Three-hundred-year spatial reconstruction of fire patterns and fire effects in mixed-conifer/aspen forests of the San Juan Mountains, southwestern Colorado

Background/Question/Methods

Understanding historical fire regimes is fundamental to understanding the factors guiding heterogeneity in forest structure within stands and across landscapes. Although mixed-conifer forests are extensive in western North America and commonly noted for their fine-grained mosaics of varying stand structure and species composition, the role of fire in generating and maintaining those mosaics is poorly understood. To characterize the historical fire regime of a representative mixed-conifer system, we conducted a study in two, 1,500-ha study areas in the San Juan Mountains of southwestern Colorado. Both study areas span the continuum from relatively dry forests dominated by Douglas-fir and ponderosa pine to mesic white fir forests. Trembling aspen forms nearly pure stands in both areas and is present in most conifer-dominated stands. Aerial photos were used to subdivide each study area into stands (10s of ha) that are relatively homogeneous in canopy structure and overstory composition. Forest structure and tree ages were sampled in each stand. Altogether, 80 stands were sampled, > 4,000 tree cores were collected, and 88 wedges were collected from fire-scarred trees. These data were used to reconstruct the spatial extent and internal heterogeneity in fire severity of the major fire events over the last 300 years.

Results/Conclusions

Although fire scars are a primary source for evaluating historical fire regimes, scars were not evenly distributed across the study areas. Scars were best recorded and preserved on ponderosa pine trees in the driest stands, but few scars were found in mesic stands dominated by white fir or aspen. However, these stands typically have one or more abrupt pulses of tree establishment that correspond to fire-scar dates found in nearby stands. Therefore, fire scars and establishment pulses initiated synchronously across contiguous stands were used to trace the extent of each major fire event.

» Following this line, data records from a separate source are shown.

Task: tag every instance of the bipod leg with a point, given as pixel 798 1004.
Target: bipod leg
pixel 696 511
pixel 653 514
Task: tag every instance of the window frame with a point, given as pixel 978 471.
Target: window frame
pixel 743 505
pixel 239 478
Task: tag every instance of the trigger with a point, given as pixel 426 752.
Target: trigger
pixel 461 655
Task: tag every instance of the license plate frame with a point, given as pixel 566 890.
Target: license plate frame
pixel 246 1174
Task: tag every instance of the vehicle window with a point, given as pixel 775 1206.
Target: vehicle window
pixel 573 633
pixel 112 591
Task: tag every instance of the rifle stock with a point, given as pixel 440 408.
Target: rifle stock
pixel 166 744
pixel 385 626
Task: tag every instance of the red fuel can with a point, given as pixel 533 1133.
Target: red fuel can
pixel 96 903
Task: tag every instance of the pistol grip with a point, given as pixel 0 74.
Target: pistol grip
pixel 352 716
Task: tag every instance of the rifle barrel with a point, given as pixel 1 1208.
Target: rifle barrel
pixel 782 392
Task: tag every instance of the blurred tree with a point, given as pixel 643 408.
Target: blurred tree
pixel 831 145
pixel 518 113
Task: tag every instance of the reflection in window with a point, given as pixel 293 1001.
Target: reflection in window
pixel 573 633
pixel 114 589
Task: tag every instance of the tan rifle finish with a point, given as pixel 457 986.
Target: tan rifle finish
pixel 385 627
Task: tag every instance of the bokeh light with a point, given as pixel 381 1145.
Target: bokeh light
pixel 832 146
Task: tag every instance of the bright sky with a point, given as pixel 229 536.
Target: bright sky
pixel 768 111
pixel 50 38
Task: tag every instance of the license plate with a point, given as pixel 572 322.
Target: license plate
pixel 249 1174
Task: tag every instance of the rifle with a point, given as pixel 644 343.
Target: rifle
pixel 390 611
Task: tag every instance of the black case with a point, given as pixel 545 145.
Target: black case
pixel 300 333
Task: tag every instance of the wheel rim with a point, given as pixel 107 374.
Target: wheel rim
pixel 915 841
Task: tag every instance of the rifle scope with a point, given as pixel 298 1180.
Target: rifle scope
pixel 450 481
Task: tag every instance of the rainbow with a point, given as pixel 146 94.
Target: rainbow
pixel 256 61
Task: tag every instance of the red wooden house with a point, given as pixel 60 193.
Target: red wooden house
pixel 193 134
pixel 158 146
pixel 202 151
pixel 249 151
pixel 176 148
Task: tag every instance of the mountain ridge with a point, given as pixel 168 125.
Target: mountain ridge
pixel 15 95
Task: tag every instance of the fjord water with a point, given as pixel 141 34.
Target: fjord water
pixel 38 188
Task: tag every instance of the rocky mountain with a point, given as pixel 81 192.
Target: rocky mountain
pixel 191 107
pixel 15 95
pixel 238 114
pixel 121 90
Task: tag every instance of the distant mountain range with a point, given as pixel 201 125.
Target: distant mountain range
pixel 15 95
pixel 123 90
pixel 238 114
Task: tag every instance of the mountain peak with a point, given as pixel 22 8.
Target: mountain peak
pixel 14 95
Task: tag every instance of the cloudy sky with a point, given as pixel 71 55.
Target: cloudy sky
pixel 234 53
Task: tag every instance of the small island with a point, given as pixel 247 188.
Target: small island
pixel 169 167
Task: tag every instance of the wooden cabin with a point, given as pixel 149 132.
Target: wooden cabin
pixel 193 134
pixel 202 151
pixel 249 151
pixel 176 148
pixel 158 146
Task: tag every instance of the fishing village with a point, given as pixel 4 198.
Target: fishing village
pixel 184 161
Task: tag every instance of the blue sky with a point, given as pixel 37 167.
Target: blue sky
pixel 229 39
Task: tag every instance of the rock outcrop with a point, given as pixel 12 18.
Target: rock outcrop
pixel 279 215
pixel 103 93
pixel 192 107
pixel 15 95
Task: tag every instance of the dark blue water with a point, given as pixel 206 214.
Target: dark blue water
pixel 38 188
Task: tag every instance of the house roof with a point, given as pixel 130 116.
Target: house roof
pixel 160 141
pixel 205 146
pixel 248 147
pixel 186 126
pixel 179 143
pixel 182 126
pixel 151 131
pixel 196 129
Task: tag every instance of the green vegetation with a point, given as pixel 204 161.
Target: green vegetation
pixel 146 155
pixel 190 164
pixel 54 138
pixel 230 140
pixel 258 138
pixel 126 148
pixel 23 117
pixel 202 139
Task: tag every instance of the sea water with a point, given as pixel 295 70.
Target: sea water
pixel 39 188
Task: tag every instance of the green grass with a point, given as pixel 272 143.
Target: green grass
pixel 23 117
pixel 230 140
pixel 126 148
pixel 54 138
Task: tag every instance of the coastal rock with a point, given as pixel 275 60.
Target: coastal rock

Spatial variation in fire severity within these events was inferred by comparing the density of trees that predate the fire across stands. Fire severity varied widely over short distances, producing a fine-grained mosaic composed predominantly of multi-cohort stands with an abrupt pulse of regeneration by aspen and/or conifers within the first 2-4 decades following fire beneath older conifers at densities ranging from 30-120 trees/ha. Low-severity patches typically have less distinct pulses of post-fire regeneration, whereas high-severity patches formed even-aged aspen stands. At the stand level, fire severity varied over successive events, promoting heterogeneity in stand structures and a shifting landscape mosaic over time.